L'évolution de l'administration pénitentiaire tend à nous rapprocher du droit commun, ce dont nous pouvons nous féliciter, avec la contribution croissante de services extérieurs. Nous avons fait évoluer le droit dans les établissements ainsi que les droits des détenus. Je ne dispose d'aucun établissement pour mineurs mais de six quartiers pour mineurs dans six maisons d'arrêt différentes, avec des modes de fonctionnement assez hétérogènes. À Chaumont, par exemple, une petite maison d'arrêt, le nombre de mineurs incarcérés oscille entre deux et quatre.

J'aimerais revenir sur le phénomène de balancier évoqué par ma collègue de Rennes. Ce système est effectivement perceptible en dépit d'une tendance globale à l'amélioration.
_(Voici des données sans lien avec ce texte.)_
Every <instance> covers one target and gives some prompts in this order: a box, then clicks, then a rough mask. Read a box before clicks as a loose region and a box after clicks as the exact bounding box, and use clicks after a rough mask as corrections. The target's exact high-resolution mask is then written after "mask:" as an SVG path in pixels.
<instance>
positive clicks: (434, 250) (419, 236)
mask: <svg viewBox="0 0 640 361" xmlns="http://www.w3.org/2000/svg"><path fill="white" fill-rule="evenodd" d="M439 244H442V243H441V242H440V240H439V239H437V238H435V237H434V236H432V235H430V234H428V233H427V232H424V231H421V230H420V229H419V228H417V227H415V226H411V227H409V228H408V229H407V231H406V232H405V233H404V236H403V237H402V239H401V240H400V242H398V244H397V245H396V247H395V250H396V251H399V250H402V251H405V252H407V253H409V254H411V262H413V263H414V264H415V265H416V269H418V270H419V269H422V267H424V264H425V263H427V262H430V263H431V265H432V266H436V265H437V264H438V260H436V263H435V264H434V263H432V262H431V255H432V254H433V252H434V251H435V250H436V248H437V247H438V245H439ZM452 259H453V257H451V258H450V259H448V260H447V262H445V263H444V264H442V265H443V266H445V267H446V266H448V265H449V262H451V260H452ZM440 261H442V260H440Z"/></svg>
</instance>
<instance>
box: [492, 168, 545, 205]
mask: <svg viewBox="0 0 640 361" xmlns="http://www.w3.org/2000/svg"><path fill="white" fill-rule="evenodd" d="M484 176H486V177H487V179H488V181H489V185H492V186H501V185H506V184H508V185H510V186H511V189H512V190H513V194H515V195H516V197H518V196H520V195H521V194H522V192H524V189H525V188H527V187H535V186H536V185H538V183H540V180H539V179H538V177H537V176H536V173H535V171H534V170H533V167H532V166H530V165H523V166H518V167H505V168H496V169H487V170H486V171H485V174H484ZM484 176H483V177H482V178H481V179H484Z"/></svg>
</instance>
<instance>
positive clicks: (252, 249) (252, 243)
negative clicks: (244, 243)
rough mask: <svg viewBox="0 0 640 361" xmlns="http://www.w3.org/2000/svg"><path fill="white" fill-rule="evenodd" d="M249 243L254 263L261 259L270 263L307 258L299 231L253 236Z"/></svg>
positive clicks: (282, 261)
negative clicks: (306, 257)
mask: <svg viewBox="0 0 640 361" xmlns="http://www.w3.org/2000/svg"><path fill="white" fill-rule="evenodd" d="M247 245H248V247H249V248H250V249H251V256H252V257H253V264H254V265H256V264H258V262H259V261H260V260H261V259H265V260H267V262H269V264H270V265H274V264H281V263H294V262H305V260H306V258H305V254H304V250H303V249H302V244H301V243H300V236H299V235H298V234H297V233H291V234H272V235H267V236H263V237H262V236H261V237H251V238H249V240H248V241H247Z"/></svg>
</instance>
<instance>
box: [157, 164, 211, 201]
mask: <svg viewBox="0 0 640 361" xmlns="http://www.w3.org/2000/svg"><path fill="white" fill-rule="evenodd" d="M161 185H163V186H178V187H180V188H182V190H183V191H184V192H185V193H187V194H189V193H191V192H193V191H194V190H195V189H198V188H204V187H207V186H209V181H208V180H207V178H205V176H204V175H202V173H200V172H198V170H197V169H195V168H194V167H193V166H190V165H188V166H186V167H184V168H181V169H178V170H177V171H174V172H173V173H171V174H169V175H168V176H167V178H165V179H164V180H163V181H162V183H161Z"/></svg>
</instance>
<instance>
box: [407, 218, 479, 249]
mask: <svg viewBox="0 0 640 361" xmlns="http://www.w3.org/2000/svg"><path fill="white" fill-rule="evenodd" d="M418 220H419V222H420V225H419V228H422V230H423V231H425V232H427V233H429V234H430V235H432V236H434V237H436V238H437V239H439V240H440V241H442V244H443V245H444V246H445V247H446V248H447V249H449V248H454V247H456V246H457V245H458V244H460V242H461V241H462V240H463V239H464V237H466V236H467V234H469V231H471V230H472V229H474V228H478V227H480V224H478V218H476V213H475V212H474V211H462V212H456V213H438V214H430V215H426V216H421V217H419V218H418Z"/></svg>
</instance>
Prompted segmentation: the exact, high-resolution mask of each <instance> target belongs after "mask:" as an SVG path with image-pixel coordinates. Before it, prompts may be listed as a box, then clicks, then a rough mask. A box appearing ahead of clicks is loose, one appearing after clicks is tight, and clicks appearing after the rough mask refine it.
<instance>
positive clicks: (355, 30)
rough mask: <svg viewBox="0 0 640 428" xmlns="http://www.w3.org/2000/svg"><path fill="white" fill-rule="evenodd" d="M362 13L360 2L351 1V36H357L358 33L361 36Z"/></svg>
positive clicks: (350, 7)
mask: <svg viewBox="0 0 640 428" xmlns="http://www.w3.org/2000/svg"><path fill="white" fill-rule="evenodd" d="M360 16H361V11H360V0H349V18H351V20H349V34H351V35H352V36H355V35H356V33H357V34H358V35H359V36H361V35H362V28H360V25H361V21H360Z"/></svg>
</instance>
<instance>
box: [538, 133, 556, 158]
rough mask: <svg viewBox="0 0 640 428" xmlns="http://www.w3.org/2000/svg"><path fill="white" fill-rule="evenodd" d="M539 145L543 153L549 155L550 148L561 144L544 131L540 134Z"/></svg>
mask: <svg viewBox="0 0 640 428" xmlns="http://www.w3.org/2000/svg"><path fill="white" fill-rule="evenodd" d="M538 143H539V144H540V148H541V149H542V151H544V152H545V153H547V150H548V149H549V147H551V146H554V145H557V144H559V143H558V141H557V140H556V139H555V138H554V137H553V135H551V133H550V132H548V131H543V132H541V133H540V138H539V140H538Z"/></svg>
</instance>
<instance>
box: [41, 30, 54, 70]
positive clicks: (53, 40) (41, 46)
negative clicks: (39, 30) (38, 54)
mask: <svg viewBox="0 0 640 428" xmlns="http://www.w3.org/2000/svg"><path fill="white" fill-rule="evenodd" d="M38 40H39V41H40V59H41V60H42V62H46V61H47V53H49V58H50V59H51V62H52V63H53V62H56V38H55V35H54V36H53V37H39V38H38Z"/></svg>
La politique pénitentiaire alterne ainsi entre des périodes où les aspects sécuritaires sont mis en avant et d'autres où l'accent est mis sur l'insertion et nous devons nous adapter à ces changements d'orientations.

Comme l'a souligné mon collègue parisien, nos budgets de fonctionnement et d'investissement sont en constante augmentation depuis de nombreuses années. Nous pouvons nous en féliciter.

Après avoir ouvert l'établissement de Lutterbach en novembre 2021, nous mettrons en service, dans le courant de l'été 2023, une nouvelle maison d'arrêt de 472 places à Troyes-Lavau. Nous avons besoin de nouvelles places de prison, notamment si nous voulons tendre vers l'enseignement individuel. Des évaluations des besoins sont en cours dans chaque région administrative. On peut regretter que les décisions politiques ne soient pas toujours en corrélation avec les besoins recensés, notamment en matière de cartographie des établissements. Cela s'explique aussi par les changements de majorité politique.

Je conclurai sur une remarque. Avec le déploiement progressif d'alternatives à l'incarcération dans le cadre de la loi de 2019, nous pouvons noter que sur notre périmètre, 950 bénéficiaires de la DDSE – détention domiciliaire sous surveillance électronique – étaient recensés en janvier 2020, que ce nombre était descendu à 500 avec la crise sanitaire en septembre et qu'il est remonté à 1 700 aujourd'hui. Cependant, le nombre d'incarcérations n'a pas diminué sur la période : nous sommes quasiment revenus à la population carcérale de janvier 2020. Une première explication de ce phénomène peut être recherchée au niveau des violences intrafamiliales, en très forte augmentation. La plupart des juridictions ont prononcé des peines mixtes, combinant incarcération et suivi en milieu ouvert ; toutefois, pour l'heure, de nombreux auteurs de tels faits ont intégré la population carcérale.